Mining twitter data June 3, 2009
Posted by inukonda in Uncategorized.trackback
Everyone is talking about “real-time” search and data and twitter being a good medium for that. Fred Wilson even posted an article on the potential of Twitter being a substitute for Set Top Box Data. While I love twitter and use it religiously, I am going to go out on a limb and say that we are far from taking meaningful revenue generating actions from an enterprise/business standpoint based on the data mined from twitter streams. Here are a few reasons for my premise:
1. Based on a recent HBS study, about 10% of the population on twitter is responsible for 90% of the content. This indicates that twitter can excel in acting as a collective real time polling mechanism for 10% of the population. The accuracy of these results depends on how close this collective group is to the broader population and I suspect that it is not. It is almost like a prediction market and the reasons for the failure of prediction markets are pretty similar.
2. There is no measurement. Without a meaningful way to measure, the data is not going to be highly reliable. CPC is useful as we can measure the clicks. Measuring consumption is critical. Similar to click fraud, will we start seeing tweet-fraud?
3. I cannot measure many-to-many engagement using twitter. I can measure the one-to-many engagement. But if I were able to measure the many-to-many, this would be killer data to have.

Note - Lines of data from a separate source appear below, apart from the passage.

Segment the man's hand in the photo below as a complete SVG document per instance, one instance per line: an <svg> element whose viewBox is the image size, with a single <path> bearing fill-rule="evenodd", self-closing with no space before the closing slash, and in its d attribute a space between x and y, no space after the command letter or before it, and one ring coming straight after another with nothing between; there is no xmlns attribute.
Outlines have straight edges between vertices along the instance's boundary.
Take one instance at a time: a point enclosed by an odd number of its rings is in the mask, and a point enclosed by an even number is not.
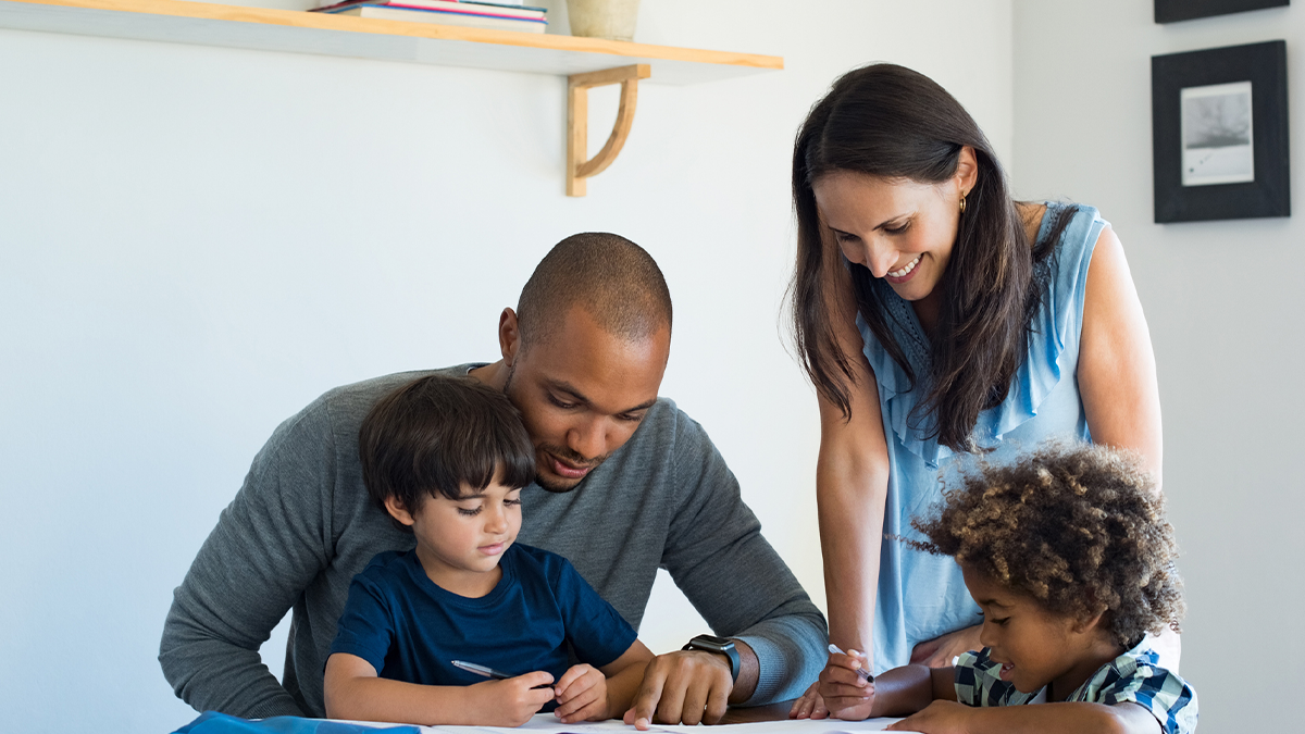
<svg viewBox="0 0 1305 734"><path fill-rule="evenodd" d="M573 665L553 686L553 691L557 695L553 714L562 724L611 718L607 710L607 677L591 665Z"/></svg>
<svg viewBox="0 0 1305 734"><path fill-rule="evenodd" d="M856 650L847 654L830 653L825 670L820 671L820 695L829 714L844 721L870 717L874 708L874 683L856 671L865 666L865 658Z"/></svg>
<svg viewBox="0 0 1305 734"><path fill-rule="evenodd" d="M979 643L980 630L983 626L976 624L920 643L911 650L911 662L929 667L947 667L960 653L983 648Z"/></svg>
<svg viewBox="0 0 1305 734"><path fill-rule="evenodd" d="M729 705L733 680L723 654L677 650L656 656L643 671L643 684L625 724L719 724Z"/></svg>
<svg viewBox="0 0 1305 734"><path fill-rule="evenodd" d="M957 701L933 701L920 713L889 725L886 731L923 731L924 734L966 734L966 722L975 709Z"/></svg>
<svg viewBox="0 0 1305 734"><path fill-rule="evenodd" d="M553 688L538 688L553 682L549 673L538 670L506 680L487 680L467 686L472 694L476 721L482 726L521 726L553 700Z"/></svg>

4. From a BI perspective, the data in twitter is pretty unstructured. How do I take the unstructured data and convert it into a structured form that can be interpreted? How do you measure emotions and sentiments?
Bottomline, I think mining twitter data is going to be a major thing going forward. But in the short term, it is going to be one of the many sources that companies use for BI/MI type activities. (and also not a major one). I do believe that down the road, twitter data will be a reckoning force in the BI space.
Wouldnt the same transformational techniques which are used by today’s top tools (microstrategy, Hyperion etc) be used to transform this unstructured data ? What difference do you think twitter introduces which today’s BI mechanisms dont solve ?